Juggling with the idea of school lunch or packing your child’s lunch? If your child’s school participates in the National School Lunch Program, school lunch may be the best bet.
According to a 2012 study, here’s why1. Home lunches are:
- Less likely to have fruits, veggies, and dairy
- More likely to have snacks high in sugar and fat.

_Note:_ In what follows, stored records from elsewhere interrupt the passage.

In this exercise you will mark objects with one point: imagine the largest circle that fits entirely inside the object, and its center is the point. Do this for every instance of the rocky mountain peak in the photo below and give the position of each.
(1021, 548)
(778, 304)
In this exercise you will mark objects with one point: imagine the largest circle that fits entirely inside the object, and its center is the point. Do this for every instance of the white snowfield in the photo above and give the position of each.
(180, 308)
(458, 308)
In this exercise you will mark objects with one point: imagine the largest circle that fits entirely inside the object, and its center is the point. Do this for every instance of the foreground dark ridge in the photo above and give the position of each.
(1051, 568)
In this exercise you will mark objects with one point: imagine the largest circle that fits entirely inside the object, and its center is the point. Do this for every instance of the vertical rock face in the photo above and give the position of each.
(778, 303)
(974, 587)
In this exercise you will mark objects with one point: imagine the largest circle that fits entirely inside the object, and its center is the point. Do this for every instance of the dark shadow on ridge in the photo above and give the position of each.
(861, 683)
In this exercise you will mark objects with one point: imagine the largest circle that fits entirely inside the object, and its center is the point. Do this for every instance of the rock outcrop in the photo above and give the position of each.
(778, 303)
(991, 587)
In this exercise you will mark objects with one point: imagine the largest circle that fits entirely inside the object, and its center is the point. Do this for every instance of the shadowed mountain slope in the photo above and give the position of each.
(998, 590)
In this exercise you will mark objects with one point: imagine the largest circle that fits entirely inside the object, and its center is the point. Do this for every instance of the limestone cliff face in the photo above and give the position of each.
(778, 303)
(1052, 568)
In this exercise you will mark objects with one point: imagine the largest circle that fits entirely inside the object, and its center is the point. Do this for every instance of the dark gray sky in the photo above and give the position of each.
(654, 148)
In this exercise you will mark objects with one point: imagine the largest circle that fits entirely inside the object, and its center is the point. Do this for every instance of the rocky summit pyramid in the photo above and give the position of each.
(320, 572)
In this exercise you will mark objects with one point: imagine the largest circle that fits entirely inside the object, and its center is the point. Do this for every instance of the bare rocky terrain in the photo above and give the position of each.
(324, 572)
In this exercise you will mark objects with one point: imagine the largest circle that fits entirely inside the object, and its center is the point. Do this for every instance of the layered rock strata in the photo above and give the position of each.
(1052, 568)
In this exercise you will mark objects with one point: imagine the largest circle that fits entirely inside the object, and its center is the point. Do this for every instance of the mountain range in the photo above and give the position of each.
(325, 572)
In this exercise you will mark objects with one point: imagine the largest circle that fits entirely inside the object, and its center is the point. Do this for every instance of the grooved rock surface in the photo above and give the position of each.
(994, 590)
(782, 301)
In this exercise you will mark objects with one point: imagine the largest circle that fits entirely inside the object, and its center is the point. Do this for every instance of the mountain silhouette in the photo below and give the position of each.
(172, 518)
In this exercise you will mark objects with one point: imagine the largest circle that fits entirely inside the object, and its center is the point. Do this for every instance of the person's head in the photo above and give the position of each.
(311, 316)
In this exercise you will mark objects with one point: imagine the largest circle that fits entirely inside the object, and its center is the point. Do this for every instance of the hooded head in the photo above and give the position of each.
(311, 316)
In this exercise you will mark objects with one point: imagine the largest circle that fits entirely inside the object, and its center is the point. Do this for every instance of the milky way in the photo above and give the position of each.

Overall, home lunches are typically high in refined carbohydrates. Refined carbohydrates digest quickly into sugar, providing your child with a quick boost of energy but will likely leave them sluggish and hungry shortly thereafter. School lunches provide balanced energy to make for a productive school day.
If you do decide to pack your child’s lunch, follow these guidelines:
- Protein – This will help power your child’s brain and keep them full until the end of the school day. Great examples for lunch protein are deli meat, nut butters, nuts (such as almonds or walnuts), hummus, chicken, beans, or hard boiled eggs.
- Fruit & Veggies – cherry tomatoes, carrots, celery, or any variety of raw or cooked veggies. Fresh fruits are a great complement to any lunch as well. If you choose canned fruit or fruit cups, make sure they are packed in their own juice or light syrup. Applesauce is a great option as well, just look for unsweetened versions.
- Snack – cheese sticks or cubes, yogurt, pretzels or low-fat popcorn are a great complement to any lunch.
- Water or milk – One of the biggest differences between home and school lunch is the addition of sugary drinks. Choose low-fat plain milks or small water bottles.
- Be creative when you pack. Use silicone cupcake holders to separate food items (for portion control) within lunch containers. Mason jars work great as well. Don’t forget to use cookie cutters for sandwiches and fruit. Add a note of encouragement or funny joke. This will let your child know that you are thinking of them.